Başbakan Erdoğan: Sızdıranları Açıklarız
Başbakan Recep Tayyip Erdoğan, İmralı tutanakları olduğu iddia edilen belgelerin basında yayınlanmasını eleştirdi.
Partisinin grup toplantısında konuşan Başbakan Erdoğan, bir kısım medyanın da 30 yıl boyunca terör karşısında "nasıl gayri milli bir tutum takındıysa bugün de gayri milli tutum takındığını" ifade etti.
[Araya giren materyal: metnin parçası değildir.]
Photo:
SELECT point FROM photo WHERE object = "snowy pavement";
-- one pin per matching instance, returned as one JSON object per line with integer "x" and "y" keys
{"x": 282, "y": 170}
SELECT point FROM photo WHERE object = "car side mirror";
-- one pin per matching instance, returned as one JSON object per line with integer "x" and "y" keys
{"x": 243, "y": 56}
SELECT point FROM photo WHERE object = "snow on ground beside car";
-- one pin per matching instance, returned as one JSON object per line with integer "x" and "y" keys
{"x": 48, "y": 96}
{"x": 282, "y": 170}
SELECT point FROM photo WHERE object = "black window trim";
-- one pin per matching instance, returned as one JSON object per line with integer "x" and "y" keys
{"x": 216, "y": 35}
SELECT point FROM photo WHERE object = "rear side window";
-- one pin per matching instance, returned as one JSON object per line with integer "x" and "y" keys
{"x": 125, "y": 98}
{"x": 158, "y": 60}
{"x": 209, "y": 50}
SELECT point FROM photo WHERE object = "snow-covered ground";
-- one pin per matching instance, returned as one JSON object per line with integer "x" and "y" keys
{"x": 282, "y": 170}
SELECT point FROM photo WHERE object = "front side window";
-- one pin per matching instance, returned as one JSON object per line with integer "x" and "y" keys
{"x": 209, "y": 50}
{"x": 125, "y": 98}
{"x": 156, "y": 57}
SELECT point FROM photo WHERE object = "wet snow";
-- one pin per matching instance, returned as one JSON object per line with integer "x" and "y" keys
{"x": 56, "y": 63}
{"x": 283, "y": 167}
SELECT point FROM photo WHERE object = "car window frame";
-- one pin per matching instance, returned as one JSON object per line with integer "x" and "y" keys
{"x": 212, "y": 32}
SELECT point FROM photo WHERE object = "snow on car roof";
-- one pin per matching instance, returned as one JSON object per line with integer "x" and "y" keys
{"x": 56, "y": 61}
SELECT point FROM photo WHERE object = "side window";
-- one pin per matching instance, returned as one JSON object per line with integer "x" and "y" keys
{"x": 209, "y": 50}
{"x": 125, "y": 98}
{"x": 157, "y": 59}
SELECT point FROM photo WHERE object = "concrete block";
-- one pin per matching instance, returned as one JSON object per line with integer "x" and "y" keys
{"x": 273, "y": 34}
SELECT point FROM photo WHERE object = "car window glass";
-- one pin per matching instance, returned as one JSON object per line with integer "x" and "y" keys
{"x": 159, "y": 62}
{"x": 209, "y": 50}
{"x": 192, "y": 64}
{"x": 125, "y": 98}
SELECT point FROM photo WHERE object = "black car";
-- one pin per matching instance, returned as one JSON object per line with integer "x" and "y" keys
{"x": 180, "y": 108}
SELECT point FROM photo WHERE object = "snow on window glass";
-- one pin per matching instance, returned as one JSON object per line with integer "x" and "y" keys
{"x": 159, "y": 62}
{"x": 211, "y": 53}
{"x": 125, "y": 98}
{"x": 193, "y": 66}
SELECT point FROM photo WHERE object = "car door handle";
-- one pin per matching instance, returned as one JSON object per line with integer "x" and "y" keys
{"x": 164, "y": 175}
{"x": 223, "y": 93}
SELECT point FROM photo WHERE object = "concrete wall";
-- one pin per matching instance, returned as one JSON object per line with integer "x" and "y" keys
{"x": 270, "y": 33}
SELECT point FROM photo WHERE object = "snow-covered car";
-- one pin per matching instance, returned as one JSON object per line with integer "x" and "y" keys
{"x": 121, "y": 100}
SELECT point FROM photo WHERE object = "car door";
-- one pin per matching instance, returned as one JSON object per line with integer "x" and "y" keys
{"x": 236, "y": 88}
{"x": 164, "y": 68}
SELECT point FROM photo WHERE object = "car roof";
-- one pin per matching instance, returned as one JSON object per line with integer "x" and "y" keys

Erdoğan, İmralı görüşmelerinin sızdırılmasına ilişkin de şöyle konuştu: "Bu sürece destek vermek sadece siyasilerin görevi değildir. Sivil toplum kuruluşlarının da görevidir medyanın da görevidir. Efendim basın özgürlüğü diyorlar. Balıkesir'de İmralı görüşmelerini yayınlayan gazeteyle ilgili ifadelerim oldu. Hiç kimse bu gayri mili yayıncılığı eleştirmiyor, hiç kimse bu sabotajın üzerine gitmiyor. Köşelerinden yazanlar bize basın özgürlüğü dersi vermeye çalışıyorlar." Sınırsız bir özgürlük olamayacağını kaydeden Başbakan, "Kimse kimsenin özgürlük alanına tecavüz edemez. Kendi özgürlük alanında oynarsın. Eğer kendi özgürlük alanını geçiyorsan mütecaviz durumuna düşersin. Kimse kusura bakmasın. Medya nasıl kendine göre özgürlük alanı icra ediyorsa hem de mili çıkarları çiğneyerek yayın yapacak kadar özgürlüğü suistimal edecek kadar özgürse biz de hissiyatımızı açıklamak konusunda ve sorumluluk üslenen insanlar olarak, başbakan ve bakanlar, milletvekilleri olarak bizler de en az onlar kadar özgürüz. Ve biz eleştirimizi açık açık dile getirdik. Ama aynı zamanda sansürün de karşısında gazetecilerden önce dururuz ve durduk. Hiçbir devirde yazamadıklarını bu devirde yazıyorlar. Hakaretse en ağır hakaretleri yapıyorlar. Biz onlara kürsülerden cevap vermiyoruz. Diyoruz ki 'biz hukuk devletindeyiz bunlar gitsinler mahkemelerde bunun hesabını versinler.' Bazıları da diyor ki 'mahkemelere göndermeyin.' Ne yapacaktık? Küfretsin hakaret etsin eee? Gelen giden vursun. Yok böyle bir şey ya. Gereği neyse o yapılacak hukuk devleti zaten bunun için var. Türkiye’nin aleyhine olacak sürecin aleyhine olacak istismarcılara koz verecek böyle bir yayın yapmak asla ve asla milli bir tavır değildir, basın özgürlüğü diyenler gitsinler İngiltere'ye baksınlar, Amerika Birleşik Devletleri'ne baksınlar. Orada da basın üzerinde sansür yok ama orada medya milli meseleler karşısında milli bir tavır göstermeyi başarabiliyor." şeklinde konuştu.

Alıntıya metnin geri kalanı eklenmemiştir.